Biased random-key genetic algorithm for warehouse reshuffling

Detalhes bibliográficos
Ano de defesa: 2018
Autor(a) principal: BUENO, Leonardo de Almeida e
Orientador(a): Não Informado pela instituição
Banca de defesa: Não Informado pela instituição
Tipo de documento: Dissertação
Tipo de acesso: Acesso aberto
Idioma: eng
Instituição de defesa: Universidade Federal de Pernambuco
UFPE
Brasil
Programa de Pos Graduacao em Ciencia da Computacao
Programa de Pós-Graduação: Não Informado pela instituição
Departamento: Não Informado pela instituição
País: Não Informado pela instituição
Palavras-chave em Português:
Link de acesso: https://repositorio.ufpe.br/handle/123456789/31914
Resumo: Due to its strategical importance, the efficient stock management in a warehouse presents several challenges that can be approached using optimization methods. In this universe, frequently explored problems are ambient dimensioning, department organization and layout, stock organization and layout, pilling design, product storage and recovery methodology. Design and operation imprecisions and failures can result in large delays in the product delivery or even in missing items in final client stocks. Among the main causes of missing items in inventories, there are the incongruity between storage capacity and refilling frequency; infrequency, delay, or nonexistence of product restitution in shelves; inexact or wrong inventories; storages with the inadequate organization, package disruption and scarce availability; poor storage layout and inefficient operational services. To determine the optimized product stocking is a problem frequently approached in the literature throughout the decades. However, the increasing need or changes in the storage, increase the importance of other problem: the sequence of movement to obtain a particular stock organization, given the current organization of the items. This problem is known as stock rearrangement, stock shuffling, or stock reshuffling. The optimization of package reshuffling in large warehouses directly impacts the profits. Large warehouses need, very frequently, to reorganize stock because of: seasonality, market changes, logistics, and other factors. Certain types of products have higher demand during specific periods of the year. Products on sale may leave the stock faster, new products may have higher output. All these are examples that justify a frequent stock reshuffling.
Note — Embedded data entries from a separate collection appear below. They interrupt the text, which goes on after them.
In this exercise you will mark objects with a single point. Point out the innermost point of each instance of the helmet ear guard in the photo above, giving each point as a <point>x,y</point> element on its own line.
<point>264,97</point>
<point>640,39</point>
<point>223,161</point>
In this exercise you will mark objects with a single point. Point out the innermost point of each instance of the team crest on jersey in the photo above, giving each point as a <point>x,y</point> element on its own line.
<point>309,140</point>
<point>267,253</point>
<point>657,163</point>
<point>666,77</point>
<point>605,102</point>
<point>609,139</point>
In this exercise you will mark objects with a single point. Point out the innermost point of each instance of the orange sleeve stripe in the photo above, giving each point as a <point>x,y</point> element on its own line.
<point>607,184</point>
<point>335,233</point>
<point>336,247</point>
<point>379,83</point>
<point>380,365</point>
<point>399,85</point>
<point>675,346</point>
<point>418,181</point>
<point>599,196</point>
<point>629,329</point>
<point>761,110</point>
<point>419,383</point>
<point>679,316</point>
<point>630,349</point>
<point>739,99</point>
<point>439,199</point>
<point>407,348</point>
Warehouse stock reshuffling consists of repositioning items by moving them sequentially. Several studies aim to solve reshuffling problems by applying exact methods. However, due to the complexity of the problem, only heuristics result in practical solutions. This study investigates how to optimize unit-load warehouse reshuffling in multiple empty locations scenarios. Traditional heuristics are reviewed and an evolutionary programming approach is proposed for the unit-load warehouse reshuffling problem. Experimental results indicate the proposed heuristic perform satisfactorily in terms of computational time and is able to improve solution quality upon benchmark heuristics.